Ce qui est encore plus préoccupant, serait la disposition prévoyant la
responsabilité du magistrat pour « évidente violation des dispositions
appliquées » ou bien pour « erreur évidente dans l’appréciation
des faits et des preuves ».
Du moment que l’expérience prouve combien est
facile pour les parties et les avocats de manipuler la réalité à présenter aux
juges (avec le recul de plus de trente ans d’exercice de la profession de
magistrat je peux affirmer avec certitude que, dans la quasi-totalité des
affaires civiles, les faits portés à l’attention du juge ne correspondent pas
du tout à ce qui a eu lieu effectivement), il n’est pas difficile d’en conclure
que l’approbation de ce projet entrainera un véritable déluge d’actions en
responsabilité de la part des justiciables n’ayant pas eu gain de cause (dans
chaque affaire il en a forcément toujours un !).
Bien au delà des
« technicalities », dans lequel l’amour tout italien pour les
complications inutiles risque de se perdre, le vrai problème de fonds touche à
l’essence même de la question de la responsabilité des magistrats : dans
un système juridique complexe, comme le sont désormais les législations
modernes, où n’importe quel problème juridique est susceptible non pas d’une,
mais de deux, trois ou même davantage de solutions différentes et tout à fait «
exactes », y-a-t-il un sens d’imaginer la possibilité même de parler d’une
décision « correcte » et d’une décision « erronée » ?

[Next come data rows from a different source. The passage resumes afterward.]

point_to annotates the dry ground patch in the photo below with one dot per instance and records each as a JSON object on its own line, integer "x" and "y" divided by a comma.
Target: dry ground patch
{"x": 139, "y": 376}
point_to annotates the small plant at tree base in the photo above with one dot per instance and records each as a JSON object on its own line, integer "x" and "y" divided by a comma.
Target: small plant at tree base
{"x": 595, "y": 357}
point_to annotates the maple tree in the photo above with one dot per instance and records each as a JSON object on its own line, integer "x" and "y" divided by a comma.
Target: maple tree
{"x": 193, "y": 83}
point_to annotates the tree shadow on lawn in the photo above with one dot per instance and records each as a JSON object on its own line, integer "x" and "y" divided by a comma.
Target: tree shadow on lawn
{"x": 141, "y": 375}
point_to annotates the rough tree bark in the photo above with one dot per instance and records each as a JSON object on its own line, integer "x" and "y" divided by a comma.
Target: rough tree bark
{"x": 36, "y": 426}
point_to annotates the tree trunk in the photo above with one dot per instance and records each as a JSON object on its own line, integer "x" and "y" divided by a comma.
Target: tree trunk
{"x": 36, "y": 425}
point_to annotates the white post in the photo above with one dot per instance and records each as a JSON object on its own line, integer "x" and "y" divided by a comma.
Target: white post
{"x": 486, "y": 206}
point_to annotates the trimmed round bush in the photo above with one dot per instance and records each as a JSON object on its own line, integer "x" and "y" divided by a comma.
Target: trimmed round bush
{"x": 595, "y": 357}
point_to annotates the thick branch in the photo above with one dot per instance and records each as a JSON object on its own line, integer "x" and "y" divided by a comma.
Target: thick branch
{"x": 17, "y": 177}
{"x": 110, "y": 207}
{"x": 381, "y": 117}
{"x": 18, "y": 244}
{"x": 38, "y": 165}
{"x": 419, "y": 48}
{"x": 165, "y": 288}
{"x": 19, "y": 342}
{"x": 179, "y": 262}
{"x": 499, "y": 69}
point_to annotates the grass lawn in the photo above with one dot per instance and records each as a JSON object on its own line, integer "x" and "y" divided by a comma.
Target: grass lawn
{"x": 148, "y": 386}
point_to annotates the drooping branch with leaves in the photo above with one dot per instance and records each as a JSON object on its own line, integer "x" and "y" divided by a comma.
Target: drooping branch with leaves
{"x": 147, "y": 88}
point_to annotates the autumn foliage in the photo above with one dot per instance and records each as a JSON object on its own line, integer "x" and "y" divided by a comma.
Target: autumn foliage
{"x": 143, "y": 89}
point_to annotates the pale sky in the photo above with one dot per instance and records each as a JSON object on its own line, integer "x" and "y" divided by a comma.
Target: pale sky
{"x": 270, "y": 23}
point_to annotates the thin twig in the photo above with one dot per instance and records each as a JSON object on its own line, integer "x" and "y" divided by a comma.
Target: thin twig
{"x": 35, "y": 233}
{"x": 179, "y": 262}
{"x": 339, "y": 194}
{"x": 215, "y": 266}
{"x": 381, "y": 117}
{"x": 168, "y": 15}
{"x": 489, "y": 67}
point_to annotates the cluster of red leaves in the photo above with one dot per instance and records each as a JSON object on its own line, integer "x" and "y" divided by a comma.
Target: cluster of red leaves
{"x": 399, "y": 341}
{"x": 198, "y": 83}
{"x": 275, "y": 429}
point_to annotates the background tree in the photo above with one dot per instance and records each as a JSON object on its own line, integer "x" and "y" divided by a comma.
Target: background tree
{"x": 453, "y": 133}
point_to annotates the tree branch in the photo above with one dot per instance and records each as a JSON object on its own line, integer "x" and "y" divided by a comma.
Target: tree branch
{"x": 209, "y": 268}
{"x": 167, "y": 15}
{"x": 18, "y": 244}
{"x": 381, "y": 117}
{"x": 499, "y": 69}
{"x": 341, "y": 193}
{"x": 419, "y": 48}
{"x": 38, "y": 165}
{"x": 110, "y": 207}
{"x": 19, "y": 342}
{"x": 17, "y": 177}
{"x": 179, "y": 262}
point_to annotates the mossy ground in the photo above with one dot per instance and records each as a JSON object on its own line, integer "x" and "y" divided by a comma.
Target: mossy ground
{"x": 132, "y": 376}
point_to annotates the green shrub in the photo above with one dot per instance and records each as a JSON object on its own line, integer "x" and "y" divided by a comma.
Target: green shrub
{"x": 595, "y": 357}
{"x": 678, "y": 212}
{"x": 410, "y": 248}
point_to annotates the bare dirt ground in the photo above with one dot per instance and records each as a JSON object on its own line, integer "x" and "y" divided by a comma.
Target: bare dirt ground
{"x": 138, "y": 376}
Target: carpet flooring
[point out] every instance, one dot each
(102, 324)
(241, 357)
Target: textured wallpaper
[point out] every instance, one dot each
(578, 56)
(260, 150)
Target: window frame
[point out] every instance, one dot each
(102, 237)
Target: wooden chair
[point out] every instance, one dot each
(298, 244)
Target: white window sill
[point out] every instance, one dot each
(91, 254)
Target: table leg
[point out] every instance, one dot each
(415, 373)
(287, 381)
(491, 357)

Il n’y a que les politiciens démagogues et ignorants qui puissent penser qu’une
sentence pourrait être « réussie », ou bien « ratée », comme
une opération chirurgicale ou le calcul sur la stabilité d’un bâtiment (et il
ne faudra pas oublier non plus que le médecin et l’ingénieur peuvent toujours
refuser leurs services, ce que le magistrat ne pourra jamais faire ; pour
ne pas parler, bien entendu, des immenses avantages économiques liées aux
professions libérales, qui compensent amplement ces risques !).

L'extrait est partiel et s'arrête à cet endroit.